ANGRY_CUSTOMER_THRESHOLD = 3
@transaction.atomic
def create_notification(acount: Accounts):
  recall = Fee.objects.create(acount=acount, description='Fee for overdraft', amount=500)
  NotificationJob.objects.create(recall=recall, notification_type='all')

  try:
    # when this completes successfully, the changes will be available to the outer transaction
    with transaction.atomic():
      owner = acount.owner
      fees = Fee.objects.filter(owner=owner).count()
      if fees >= ANGRY_CUSTOMER_THRESHOLD:
        for fee in fees:
          fee.amount = 0
          fee.save()
        owner.status = 'angry'
        owner.save()

  # as long as we catch the error, the outer transaction will not be rolled back
  except Exception as e:
    logger.error(f'Error while removings fees for account {acount.id}: {e}')

  acount.status = 'awaiting_payment'
  acount.save()

We can also nest transactions by calling another function that is wrapped by atomic() or using the context manager within a transaction. This allows us to create savepoints where we can attempt risky operations without affecting the rest of the transaction — when an inner transaction is detected, a save point is created, the inner transaction is executed, and if the inner transaction fails the data is rolled back to the save point and the outer transaction continues. If the outer transaction fails, all the inner transactions are rolled back alongside the outer transaction. Transaction nesting can be prevented by setting durable=True in atomic() — this will cause the transaction to raise a RuntimeError if any inner transactions are detected.

Nested transactions DO NOT release locks unless nested transactions are rolled back or the outer transaction is committed or rolled back.
Nested transactions DO NOT catch DB errors; they simply roll back the operations in the transaction that caused the error. We still need to catch the DB error for the outer transaction to continue.
Changes made in nested transactions are available to the outer transaction and subsequent nested transactions.

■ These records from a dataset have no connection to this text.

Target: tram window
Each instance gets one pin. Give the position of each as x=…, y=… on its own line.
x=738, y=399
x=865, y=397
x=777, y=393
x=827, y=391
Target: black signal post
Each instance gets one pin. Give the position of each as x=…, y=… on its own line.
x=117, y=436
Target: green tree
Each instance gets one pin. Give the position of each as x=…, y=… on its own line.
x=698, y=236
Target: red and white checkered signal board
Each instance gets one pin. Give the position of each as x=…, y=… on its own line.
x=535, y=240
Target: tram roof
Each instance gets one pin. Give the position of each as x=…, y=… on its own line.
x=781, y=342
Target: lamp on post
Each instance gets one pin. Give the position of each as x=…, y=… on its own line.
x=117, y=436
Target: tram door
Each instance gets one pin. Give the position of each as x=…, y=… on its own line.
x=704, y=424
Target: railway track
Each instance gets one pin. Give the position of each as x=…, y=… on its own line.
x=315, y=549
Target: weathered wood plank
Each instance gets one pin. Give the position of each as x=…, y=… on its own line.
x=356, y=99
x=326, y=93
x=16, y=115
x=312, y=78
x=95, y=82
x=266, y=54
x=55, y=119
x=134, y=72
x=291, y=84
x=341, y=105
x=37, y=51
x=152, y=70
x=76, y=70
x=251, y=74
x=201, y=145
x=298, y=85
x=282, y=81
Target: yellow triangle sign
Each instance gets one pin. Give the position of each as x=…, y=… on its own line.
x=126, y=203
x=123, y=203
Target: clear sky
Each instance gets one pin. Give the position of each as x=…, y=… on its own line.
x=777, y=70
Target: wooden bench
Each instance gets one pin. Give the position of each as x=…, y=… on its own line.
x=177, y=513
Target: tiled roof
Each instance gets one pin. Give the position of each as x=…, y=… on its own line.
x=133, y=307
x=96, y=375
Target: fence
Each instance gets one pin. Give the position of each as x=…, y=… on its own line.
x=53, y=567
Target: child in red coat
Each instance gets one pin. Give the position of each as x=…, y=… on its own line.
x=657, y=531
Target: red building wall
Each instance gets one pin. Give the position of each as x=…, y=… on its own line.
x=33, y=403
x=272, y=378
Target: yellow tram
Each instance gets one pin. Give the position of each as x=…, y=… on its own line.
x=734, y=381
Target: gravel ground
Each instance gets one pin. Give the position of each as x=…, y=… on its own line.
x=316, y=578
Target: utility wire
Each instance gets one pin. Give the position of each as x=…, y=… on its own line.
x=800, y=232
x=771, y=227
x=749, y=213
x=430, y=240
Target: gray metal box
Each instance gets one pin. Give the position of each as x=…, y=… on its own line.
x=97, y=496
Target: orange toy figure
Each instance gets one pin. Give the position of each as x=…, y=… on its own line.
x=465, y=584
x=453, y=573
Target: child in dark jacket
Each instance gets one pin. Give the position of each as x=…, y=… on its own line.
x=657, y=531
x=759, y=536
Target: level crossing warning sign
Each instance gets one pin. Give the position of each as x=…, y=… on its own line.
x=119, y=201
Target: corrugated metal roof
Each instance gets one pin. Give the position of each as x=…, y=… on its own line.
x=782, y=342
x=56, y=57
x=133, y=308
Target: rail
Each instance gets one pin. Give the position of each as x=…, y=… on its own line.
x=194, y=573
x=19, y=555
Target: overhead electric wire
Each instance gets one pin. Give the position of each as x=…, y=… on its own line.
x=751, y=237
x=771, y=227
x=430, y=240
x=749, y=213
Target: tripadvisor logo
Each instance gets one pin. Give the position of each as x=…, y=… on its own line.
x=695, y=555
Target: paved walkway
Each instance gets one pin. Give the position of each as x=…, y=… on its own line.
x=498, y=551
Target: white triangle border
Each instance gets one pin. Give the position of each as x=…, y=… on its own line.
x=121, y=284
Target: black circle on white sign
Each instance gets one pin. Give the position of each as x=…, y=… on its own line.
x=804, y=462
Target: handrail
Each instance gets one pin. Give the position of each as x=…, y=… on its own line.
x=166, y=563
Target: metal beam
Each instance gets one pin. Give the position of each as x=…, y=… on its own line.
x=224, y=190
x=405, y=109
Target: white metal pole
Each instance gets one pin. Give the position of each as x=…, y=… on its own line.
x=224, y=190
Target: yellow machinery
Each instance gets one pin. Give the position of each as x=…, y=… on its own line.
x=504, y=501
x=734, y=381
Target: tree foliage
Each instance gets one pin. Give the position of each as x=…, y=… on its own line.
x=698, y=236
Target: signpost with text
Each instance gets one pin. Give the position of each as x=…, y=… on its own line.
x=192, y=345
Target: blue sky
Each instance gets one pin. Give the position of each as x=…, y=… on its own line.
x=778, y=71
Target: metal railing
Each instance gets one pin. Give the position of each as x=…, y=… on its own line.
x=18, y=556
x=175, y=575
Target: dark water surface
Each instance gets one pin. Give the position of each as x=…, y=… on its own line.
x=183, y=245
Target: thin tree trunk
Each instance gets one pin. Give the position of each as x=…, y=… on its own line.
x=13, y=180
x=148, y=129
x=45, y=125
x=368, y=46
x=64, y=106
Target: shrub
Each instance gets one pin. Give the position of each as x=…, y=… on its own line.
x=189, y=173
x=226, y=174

Django autocommit mode — Turning off Automatic Transactions

DATABASES = {
  'default': {
    # True by default 
    'AUTOCOMMIT': False,
    # ...rest of configs
  }
}

By default, Django runs in autocommit mode, meaning every DB operation is wrapped in a transaction and immediately run (committed, hence autocommit) except if the operation is explicitly wrapped in a transaction by the user. This obfuscates the transaction logic of the underlying DB — some DBs, like PSQL, automatically wrap all operations in transactions while others don’t. If we have Django doing this for us, we don’t need to worry about the underlying DB logic. We can turn off autocommit mode, but that would leave us relying on the DB to manage operations and ensure they are ATOMIC, which is risky and inconvenient for developers. It would not be fun if, while creating an API, we had to figure out which write operations are in transactions and, therefore, will be written in total and not partially.

However, we may want to turn off autocommit mode if we know the number of connections on the DB and the sequence of operations they are executing. If we figure out how to deconflict these operations, then we can turn off autocommit mode and gain some efficiencies:

We remove two commands from every operation: BEGIN and COMMIT/ROLLBACK. BUT most DB’s automatically wrap every operation in a transaction so this may be pointless.
Locks won’t be held for too long — as soon as an operation ends, the locks it holds are released, compared to waiting for the entire transaction to end.
Deadlocks are less likely — deadlocks occur when two transactions need a lock that the other transaction holds. This leaves both transactions waiting for the other to finish, but neither can finish. Deadlocks can still occur however. Some DB operations will do multiple writes e.g. updating a column that has an index on it will update the column and the index (two writes at least). This can lead to deadlocks if another connection attempts to operate on the affected rows or columns.

The downsides are the higher risks of data corruption. It is not worth it but maybe there is a use case that I can’t think of.